Decline in factory output slowed in July
MANILA, Philippines — Factory output continued to drop year-on-year even as the pace in July slowed compared to previous months as the economy gradually opened up under easing COVID-19 quarantine.
The Philippine Statistics Authority’s monthly integrated survey of selected industries report for July released Friday showed that the volume of production index (VoPI) fell 11.9 percent last July.
July’s VoPI—a proxy for factory output—nonetheless posted the smallest decline since the record 38.8-percent slide recorded in April—at the height of the most stringent COVID-19 lockdown in the region, which had put a halt to 75 percent of the domestic economy.
The value of production index also dropped by 14.8 percent in July, the slowest contraction since the 41.3-percent fall also last April.
In a statement, Acting Socioeconomic Planning Secretary Karl Kendrick T. Chua said the improving manufacturing figures since May “[suggested] a turnaround in economic activity.”

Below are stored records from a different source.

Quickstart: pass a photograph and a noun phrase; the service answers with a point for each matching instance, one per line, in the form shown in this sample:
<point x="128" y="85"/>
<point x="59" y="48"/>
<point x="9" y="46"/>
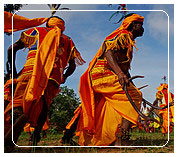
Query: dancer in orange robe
<point x="104" y="105"/>
<point x="49" y="53"/>
<point x="162" y="96"/>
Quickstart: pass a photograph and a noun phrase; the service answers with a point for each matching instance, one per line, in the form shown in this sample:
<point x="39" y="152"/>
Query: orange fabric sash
<point x="85" y="90"/>
<point x="20" y="22"/>
<point x="42" y="68"/>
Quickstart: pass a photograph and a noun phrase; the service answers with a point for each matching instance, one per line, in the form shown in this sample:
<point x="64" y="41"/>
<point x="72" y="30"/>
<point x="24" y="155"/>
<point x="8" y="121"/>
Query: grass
<point x="137" y="139"/>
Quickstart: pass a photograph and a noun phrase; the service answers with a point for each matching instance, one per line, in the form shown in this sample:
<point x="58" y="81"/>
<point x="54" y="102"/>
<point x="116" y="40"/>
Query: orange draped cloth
<point x="103" y="101"/>
<point x="20" y="22"/>
<point x="162" y="95"/>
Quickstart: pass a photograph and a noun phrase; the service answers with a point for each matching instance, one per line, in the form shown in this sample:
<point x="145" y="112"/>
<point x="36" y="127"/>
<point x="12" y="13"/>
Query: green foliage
<point x="63" y="106"/>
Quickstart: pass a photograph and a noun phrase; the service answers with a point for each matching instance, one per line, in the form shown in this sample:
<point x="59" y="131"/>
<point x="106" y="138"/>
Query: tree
<point x="63" y="106"/>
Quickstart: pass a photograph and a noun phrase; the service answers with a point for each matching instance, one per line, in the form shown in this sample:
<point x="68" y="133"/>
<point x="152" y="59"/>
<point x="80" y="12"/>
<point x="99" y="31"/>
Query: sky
<point x="89" y="27"/>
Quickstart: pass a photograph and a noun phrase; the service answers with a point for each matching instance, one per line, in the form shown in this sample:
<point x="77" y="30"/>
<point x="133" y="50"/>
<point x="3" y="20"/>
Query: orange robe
<point x="20" y="22"/>
<point x="103" y="101"/>
<point x="162" y="94"/>
<point x="49" y="53"/>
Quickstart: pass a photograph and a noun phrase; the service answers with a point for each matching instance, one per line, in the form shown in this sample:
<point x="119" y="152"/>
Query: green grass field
<point x="147" y="140"/>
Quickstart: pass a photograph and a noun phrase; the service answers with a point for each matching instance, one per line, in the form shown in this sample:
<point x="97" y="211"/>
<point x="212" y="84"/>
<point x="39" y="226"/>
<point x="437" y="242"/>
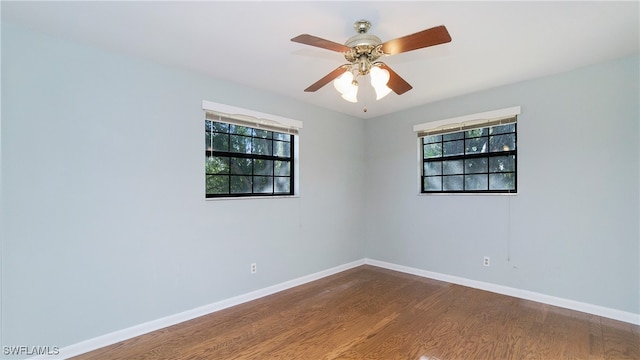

“While manufacturing is not yet in the positive territory, the trends of the volume and value of production in the last three months indicate an improvement in the trajectory of economic activity. This momentum suggests a gradual recovery of demand in the coming months until the end of the year,” said Chua, who heads the state planning agency National Economic and Development Authority (Neda).
“Sustaining the gradual and calibrated opening of the economy largely depends on the level of community quarantine that would allow businesses to operate and permit workers to remain mobile. To make this possible, safe and a sufficient availability of public transportation can be supported by service contract subsidies if needed,” Chua added.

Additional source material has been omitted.